# Solved: Please Help! Gateway Windows 8 Cursor/Keyboard Not working



## chozeh1 (Jul 12, 2014)

I have a Gateway laptop with windows 8...it shut itself down and restored...it has done this before with no issues. The computer loaded and is at the start page where all the apps are listed. I cannot use the cursor...it doesn't show up. When it goes to sleep usually I can hit the space bar and it responds..but nothing...seem the whole key board is frozen. I have tried the function keys for the cursor and nothing...I have taken my mouse from my other computer to try to use it in the lap top and nothing...I have turned the computer off and on..still nothing. I use my laptop for work and I am frustrated now that I can't get in to it. It seems locked somehow or stuck. When I hit the F1 for help it does open the desktop page and I see the help box but I can't click on it. The only way to wake the computer up to see the screen I unplug or replug the power cord in. Other than that it seems to go back to sleep. 

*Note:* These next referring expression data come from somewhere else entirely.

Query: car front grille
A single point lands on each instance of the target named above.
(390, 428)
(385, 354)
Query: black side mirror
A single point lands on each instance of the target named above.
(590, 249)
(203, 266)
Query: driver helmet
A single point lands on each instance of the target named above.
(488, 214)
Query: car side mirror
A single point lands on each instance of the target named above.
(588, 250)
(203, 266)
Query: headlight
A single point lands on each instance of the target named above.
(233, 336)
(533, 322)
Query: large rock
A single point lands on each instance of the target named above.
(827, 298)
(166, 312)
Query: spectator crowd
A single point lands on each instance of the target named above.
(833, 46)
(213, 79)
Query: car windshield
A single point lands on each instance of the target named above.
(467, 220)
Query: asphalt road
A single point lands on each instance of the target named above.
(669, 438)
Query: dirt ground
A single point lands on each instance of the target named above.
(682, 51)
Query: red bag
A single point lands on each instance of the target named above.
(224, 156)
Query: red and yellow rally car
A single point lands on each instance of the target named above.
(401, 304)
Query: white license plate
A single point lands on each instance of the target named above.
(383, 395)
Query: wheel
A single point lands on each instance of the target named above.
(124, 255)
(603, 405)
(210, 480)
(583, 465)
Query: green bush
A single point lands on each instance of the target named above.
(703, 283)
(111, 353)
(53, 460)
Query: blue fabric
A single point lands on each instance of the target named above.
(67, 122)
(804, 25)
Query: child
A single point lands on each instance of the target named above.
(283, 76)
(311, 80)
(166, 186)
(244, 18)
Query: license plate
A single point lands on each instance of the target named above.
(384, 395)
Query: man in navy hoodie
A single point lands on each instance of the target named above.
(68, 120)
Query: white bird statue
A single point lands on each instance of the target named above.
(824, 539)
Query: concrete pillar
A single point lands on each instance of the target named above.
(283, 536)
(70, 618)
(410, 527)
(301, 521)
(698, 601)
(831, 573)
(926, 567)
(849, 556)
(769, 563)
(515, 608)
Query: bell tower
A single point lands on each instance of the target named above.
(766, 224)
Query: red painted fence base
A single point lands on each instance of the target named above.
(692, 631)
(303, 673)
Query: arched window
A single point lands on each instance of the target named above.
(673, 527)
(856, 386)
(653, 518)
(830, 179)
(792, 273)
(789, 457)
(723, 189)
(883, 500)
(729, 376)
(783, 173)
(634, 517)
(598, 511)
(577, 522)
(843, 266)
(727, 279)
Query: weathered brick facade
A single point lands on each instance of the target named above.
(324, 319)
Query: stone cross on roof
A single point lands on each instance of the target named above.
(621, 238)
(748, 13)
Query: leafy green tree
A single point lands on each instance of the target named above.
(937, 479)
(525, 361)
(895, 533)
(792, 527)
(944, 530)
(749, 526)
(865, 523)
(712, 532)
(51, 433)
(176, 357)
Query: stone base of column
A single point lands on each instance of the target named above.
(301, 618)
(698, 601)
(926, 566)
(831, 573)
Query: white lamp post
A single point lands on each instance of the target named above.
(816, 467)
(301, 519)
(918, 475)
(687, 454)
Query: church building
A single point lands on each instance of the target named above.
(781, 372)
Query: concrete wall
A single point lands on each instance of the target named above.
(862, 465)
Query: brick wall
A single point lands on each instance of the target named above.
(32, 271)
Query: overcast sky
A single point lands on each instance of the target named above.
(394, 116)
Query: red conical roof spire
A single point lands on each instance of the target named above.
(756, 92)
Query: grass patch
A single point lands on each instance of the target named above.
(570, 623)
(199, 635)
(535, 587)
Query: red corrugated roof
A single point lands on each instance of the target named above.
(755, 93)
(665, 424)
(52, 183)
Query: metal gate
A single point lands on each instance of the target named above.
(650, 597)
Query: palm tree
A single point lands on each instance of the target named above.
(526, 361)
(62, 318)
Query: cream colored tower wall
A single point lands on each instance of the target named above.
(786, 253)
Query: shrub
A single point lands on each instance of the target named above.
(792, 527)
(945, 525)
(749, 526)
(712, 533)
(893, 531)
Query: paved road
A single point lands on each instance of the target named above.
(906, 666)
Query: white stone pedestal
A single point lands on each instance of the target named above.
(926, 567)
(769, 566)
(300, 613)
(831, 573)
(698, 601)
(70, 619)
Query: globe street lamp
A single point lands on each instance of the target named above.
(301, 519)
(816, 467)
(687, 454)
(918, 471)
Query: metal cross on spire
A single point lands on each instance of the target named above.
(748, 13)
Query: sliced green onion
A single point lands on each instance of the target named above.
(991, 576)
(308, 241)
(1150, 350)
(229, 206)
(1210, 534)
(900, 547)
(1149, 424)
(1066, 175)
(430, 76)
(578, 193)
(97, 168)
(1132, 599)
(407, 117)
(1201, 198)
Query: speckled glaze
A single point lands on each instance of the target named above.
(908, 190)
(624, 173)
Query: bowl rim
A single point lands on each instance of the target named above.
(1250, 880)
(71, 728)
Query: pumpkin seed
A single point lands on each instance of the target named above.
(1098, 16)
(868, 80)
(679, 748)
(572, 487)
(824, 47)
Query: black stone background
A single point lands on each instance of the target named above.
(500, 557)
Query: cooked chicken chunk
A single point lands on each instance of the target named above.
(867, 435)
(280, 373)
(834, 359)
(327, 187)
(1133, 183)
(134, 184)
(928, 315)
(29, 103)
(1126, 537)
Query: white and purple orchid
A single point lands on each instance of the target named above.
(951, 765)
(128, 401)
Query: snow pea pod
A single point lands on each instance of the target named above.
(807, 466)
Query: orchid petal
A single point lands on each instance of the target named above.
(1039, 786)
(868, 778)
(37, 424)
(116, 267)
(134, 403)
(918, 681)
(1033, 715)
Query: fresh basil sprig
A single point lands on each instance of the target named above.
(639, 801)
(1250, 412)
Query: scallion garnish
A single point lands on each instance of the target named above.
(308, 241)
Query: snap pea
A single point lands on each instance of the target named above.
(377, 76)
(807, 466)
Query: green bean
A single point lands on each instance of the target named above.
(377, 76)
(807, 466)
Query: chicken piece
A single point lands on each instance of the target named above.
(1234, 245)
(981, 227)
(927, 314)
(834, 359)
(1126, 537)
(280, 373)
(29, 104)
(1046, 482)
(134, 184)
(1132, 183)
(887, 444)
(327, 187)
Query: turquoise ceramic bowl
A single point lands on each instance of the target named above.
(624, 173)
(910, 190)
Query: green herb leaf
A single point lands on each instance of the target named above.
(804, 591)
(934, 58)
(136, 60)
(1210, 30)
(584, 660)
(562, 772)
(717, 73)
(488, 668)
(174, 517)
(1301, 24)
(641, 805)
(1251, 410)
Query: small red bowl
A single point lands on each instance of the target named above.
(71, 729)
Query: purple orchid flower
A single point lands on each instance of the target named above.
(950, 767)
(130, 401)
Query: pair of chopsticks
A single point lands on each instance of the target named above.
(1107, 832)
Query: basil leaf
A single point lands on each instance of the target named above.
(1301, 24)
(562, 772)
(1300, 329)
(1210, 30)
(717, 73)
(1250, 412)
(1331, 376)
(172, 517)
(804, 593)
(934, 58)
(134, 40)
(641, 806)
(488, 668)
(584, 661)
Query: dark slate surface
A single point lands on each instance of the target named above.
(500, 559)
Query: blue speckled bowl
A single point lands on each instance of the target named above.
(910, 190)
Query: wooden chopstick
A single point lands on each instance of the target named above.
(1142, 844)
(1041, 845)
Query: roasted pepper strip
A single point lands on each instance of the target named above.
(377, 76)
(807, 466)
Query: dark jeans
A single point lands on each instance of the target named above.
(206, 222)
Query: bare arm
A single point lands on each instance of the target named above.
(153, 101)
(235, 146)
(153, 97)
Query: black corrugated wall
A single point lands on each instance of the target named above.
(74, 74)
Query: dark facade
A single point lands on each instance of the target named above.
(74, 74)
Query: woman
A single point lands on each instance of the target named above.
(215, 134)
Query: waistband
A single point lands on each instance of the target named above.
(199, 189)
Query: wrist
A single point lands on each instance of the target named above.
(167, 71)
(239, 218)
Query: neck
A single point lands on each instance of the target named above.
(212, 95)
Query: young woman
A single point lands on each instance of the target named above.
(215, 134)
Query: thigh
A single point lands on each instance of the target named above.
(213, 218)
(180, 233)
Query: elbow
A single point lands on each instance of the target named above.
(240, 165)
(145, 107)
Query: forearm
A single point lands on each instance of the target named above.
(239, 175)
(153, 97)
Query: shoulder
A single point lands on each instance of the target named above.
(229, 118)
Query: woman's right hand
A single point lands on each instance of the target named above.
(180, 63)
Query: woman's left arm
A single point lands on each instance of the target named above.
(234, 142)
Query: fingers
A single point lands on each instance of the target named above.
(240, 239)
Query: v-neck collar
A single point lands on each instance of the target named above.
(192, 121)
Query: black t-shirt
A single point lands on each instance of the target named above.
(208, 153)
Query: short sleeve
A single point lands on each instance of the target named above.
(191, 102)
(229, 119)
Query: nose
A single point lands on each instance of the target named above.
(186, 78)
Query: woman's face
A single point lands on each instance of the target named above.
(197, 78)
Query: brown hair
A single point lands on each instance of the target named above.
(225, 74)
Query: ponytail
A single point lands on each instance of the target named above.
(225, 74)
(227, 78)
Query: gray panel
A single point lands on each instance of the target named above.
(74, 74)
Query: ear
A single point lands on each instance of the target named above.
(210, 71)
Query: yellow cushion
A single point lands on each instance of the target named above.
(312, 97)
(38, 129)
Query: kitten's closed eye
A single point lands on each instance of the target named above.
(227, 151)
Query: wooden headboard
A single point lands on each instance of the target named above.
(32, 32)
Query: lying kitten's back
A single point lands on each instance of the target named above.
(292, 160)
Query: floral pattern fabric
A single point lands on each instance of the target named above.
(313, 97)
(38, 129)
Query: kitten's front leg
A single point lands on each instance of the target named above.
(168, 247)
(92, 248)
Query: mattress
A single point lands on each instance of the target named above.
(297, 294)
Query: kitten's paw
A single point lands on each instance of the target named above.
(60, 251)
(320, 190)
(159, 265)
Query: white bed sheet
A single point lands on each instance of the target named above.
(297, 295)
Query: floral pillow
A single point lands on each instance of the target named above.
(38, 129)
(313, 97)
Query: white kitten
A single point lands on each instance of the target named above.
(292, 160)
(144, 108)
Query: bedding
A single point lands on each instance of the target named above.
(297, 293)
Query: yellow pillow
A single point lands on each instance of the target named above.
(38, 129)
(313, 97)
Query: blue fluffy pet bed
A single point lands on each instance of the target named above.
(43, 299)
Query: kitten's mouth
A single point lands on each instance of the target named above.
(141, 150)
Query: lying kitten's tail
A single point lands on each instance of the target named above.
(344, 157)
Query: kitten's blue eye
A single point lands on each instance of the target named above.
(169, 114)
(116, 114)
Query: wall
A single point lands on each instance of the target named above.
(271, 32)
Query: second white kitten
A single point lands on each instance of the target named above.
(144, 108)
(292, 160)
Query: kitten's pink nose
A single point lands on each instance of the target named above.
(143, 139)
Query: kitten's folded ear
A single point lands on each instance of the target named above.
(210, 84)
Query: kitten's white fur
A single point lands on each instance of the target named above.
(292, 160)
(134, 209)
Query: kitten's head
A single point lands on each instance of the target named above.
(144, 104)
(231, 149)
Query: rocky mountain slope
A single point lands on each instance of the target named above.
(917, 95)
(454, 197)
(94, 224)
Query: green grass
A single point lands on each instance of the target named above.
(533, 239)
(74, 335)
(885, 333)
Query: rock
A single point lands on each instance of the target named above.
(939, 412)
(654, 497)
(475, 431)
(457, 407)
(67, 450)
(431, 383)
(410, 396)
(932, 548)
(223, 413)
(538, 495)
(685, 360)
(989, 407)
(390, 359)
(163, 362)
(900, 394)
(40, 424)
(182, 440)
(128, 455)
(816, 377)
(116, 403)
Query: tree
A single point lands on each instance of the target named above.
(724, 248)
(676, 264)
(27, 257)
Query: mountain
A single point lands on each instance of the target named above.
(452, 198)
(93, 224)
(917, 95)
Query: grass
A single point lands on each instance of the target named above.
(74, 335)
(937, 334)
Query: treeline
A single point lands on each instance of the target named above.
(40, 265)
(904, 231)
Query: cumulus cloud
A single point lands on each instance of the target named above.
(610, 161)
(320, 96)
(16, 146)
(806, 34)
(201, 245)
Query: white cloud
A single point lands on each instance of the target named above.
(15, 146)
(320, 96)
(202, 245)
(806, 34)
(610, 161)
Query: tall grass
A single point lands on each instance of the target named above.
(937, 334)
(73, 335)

I have googled and went to so many places to get help and nothing.

Thank You


----------



## chozeh1 (Jul 12, 2014)

*Solved Myself:*

Here's what I did. 
Turned laptop off and back on again
While on the windows loading screen hit Alt + F10 (held down alt and tapped F10 several times)
Took me to the refresh page - Used tab and enter to choose
Tried to refresh without removing my files (DID NOT WORK)
Repeated first 2 steps
At refresh screen tab down to advance and did a full reload which took comp back to beginning settings
Chose all my features etc as I did when it was new
Plugged in mouse before completing the walk through for windows new settings to load(AT THE SCREEN WHERE I HAD TO CHECK THE BOX TO AGREE TO TERMS)

MOUSE FINALLY WORKED

Comp loaded fine cursor still did not work
Hit F6 (Not function + F6)
Finally worked

Reinstalled my things like: skype, firefox, Free Open office by Apache

Lesson: Back up everything on external hard drive at least once a week or more depending on how often computer is used. Since I use it for work I will back up files more than once a week just in case I have to do a complete restore I will still have all my files to download back to my laptop. Sometimes if I am in a hurry I email the document or file, song, whatever to my email...that way if I didn't back it up I can always access my email from any computer.

Thanks!


----------